Можно парить над схваткой в Ливии. А тут в беде оказались люди кровно родственные. Они того же генетического и культурного кода, что и ты. Они читали те же книжки, смотрели те же фильмы, говорят на том же языке. И их начинают бомбить. В 2014 году один доброволец из Сербии сказал: «Очень просто понять, на правильной ты стороне или нет. Посмотри, с какой стороны гибнут дети». Тогда гибли дети Донбасса. Я принял их сторону. И никаких сомнений с начала СВО – правильно мы ее начали или неправильно – у меня не было.
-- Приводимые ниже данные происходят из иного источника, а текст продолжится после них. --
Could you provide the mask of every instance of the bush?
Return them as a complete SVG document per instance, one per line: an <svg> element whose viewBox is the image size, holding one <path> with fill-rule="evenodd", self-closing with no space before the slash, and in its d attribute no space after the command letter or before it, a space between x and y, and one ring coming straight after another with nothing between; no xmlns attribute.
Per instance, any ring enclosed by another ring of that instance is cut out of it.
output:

– Со стороны Украины Вам угрожают?
– В свое время я собирал самые изощренные проклятия, которые посылали в мой адрес. Совсем не обращать внимания на угрозы не получается, когда публикуют личные данные всей моей семьи вплоть до кода нашего домофона. Конечно, моя жизнь немножко изменилась. Есть меры безопасности, которые я применяю ежедневно, а то и пару раз в день. Но это не значит, что я буду меньше работать на фронте, меньше писать репортажей.
Запугать… Все убийства и попытки убийства журналистов и лидеров общественных движений были направлены на то, чтобы нас запугать, чтобы мы замолчали. Но у меня такое ощущение, что эти трагедии дали обратный эффект.
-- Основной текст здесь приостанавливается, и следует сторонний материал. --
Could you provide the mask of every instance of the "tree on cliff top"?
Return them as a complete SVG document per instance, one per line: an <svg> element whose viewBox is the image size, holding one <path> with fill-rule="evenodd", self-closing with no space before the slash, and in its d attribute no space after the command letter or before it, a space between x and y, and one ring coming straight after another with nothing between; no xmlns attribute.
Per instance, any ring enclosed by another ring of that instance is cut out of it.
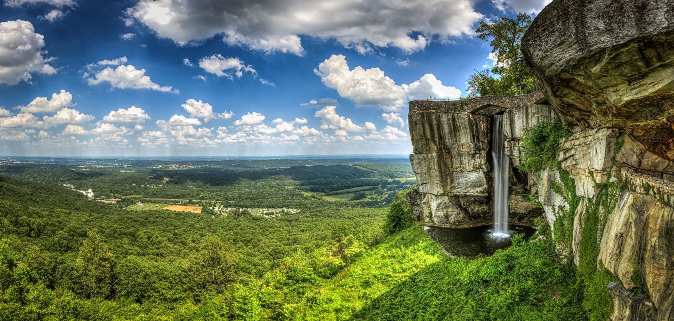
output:
<svg viewBox="0 0 674 321"><path fill-rule="evenodd" d="M493 67L477 71L468 80L472 96L521 95L535 90L531 70L524 63L520 42L531 24L531 15L520 13L517 17L501 17L495 22L480 22L477 36L489 41Z"/></svg>

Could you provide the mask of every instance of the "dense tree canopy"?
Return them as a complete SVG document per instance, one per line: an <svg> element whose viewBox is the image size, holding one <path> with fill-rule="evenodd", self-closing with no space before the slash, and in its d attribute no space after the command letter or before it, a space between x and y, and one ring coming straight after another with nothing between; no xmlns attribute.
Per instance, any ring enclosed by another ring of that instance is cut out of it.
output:
<svg viewBox="0 0 674 321"><path fill-rule="evenodd" d="M500 17L495 22L481 22L478 37L489 41L493 67L476 71L468 80L472 96L521 95L536 89L535 80L520 49L531 15L520 13L516 17Z"/></svg>

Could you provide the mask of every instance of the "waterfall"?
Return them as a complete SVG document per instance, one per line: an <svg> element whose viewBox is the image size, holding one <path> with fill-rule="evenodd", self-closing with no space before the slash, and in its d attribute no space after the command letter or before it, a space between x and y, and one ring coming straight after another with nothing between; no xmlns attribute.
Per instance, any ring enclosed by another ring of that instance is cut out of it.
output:
<svg viewBox="0 0 674 321"><path fill-rule="evenodd" d="M491 124L491 156L494 159L494 235L507 236L508 176L510 159L506 155L503 115L494 115Z"/></svg>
– Что на войне самое страшное?
–Меняется СВО, и работа журналиста в зоне боевых действий меняется. Сначала была артиллерия. Такого объемного ее применения я нигде не видел за 20 с лишним лет работы в разных частях света. Сейчас появилось большое количество кассетных боеприпасов и дронов. Не скажу, что они вносят деморализующий эффект, но они серьезно влияют на то, как ты исполняешь свои обязанности.
Кассетные боеприпасы украинская сторона применяла с самого начала конфликта. Я два месяца жил в Харьковской области. Утром и вечером был обстрел РСЗО «Ураган». Главное – не оказаться в это время на улице. А уборная стояла отдельно. И у нас даже шутка была: 50 раз сходить в уборную – это медаль «За отвагу», 100 раз – орден Мужества.
Сейчас применяются другие боеприпасы, их много и они увеличивают количество потерь. Если раньше мы перемещались перебежками от позиции к позиции, то сейчас вся эта беготня минимизируется. Но ходить все равно приходится много. На транспорте заезжать на передовую даже ночью – это привлекать к себе внимание, поэтому идем по 10–15 км и столько же обратно.
Для меня сейчас самое страшное – дроны. Я работал на купянском направлении буквально месяц назад и такого столпотворения не видел никогда нигде: в небе постоянно находится с десяток дронов, и ты каждый считаешь своим, что он полетит в тебя. Ты видишь, как они атакуют позиции справа, слева, прячешься от них по кустам – это штука неприятная.
– Как настроение на фронте?
– На купянском направлении люди воспряли, потому что они почувствовали вкус победы, поняли, что могут не только сидеть в глухой обороне под обстрелами. Они могут и наступать. Это очень важно.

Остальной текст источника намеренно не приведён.